Hiring activity in Australia gathering momentum

Hiring activity in Australia gathering momentum

Plus d’un quart des jeunes diplômés en quête d’un emploi (27%) pensent que leur avenir professionnel se situe à l’étranger plutôt qu’en France, contre 13% en 2012. Tel est le constat du deuxième baromètre de l’Humeur des jeunes diplômés réalisé par Deloitte-Ifop auprès d’un échantillon de 1005 jeunes ayant achevé leurs études, titulaires d’un diplôme de niveau Bac à Bac+5 depuis moins de 3 ans, en poste ou en recherche d’emploi dans le secteur privé.

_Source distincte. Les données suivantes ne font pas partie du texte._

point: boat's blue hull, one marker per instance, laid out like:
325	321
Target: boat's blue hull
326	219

Un résultat pas si surprenant que cela quand on apprend que 45% de l’échantillon pense que les chances de trouver un emploi en France dans les six prochains mois sont peu élevées voire inexistantes pour 6% d’entre eux.

Australie

Source : Deloitte (chiffres 2012)

Si parmi les pays d’expatriation souhaités arrivent en tête l’Amérique du Nord et l’Europe, 20% des diplômés envisagent leur avenir dans un pays de l’Océanie plutôt que dans un pays asiatique (15%). « Nous constatons un tropisme vers un certain nombre de pays ‘exotiques’ comme le Canada ou l’Australie. Ce ne sont pas des destinations classiques mais il y a de vrais besoins qui ne sont pas comblés par leur propre système académique, nous explique Jean-Marc Mickeler associé responsable de la marque employeur chez Deloitte. Le fait qu’en Australie la langue soit l’anglais peut aussi expliquer que ce pays soit davantage plébiscité que par exemple l’Allemagne ».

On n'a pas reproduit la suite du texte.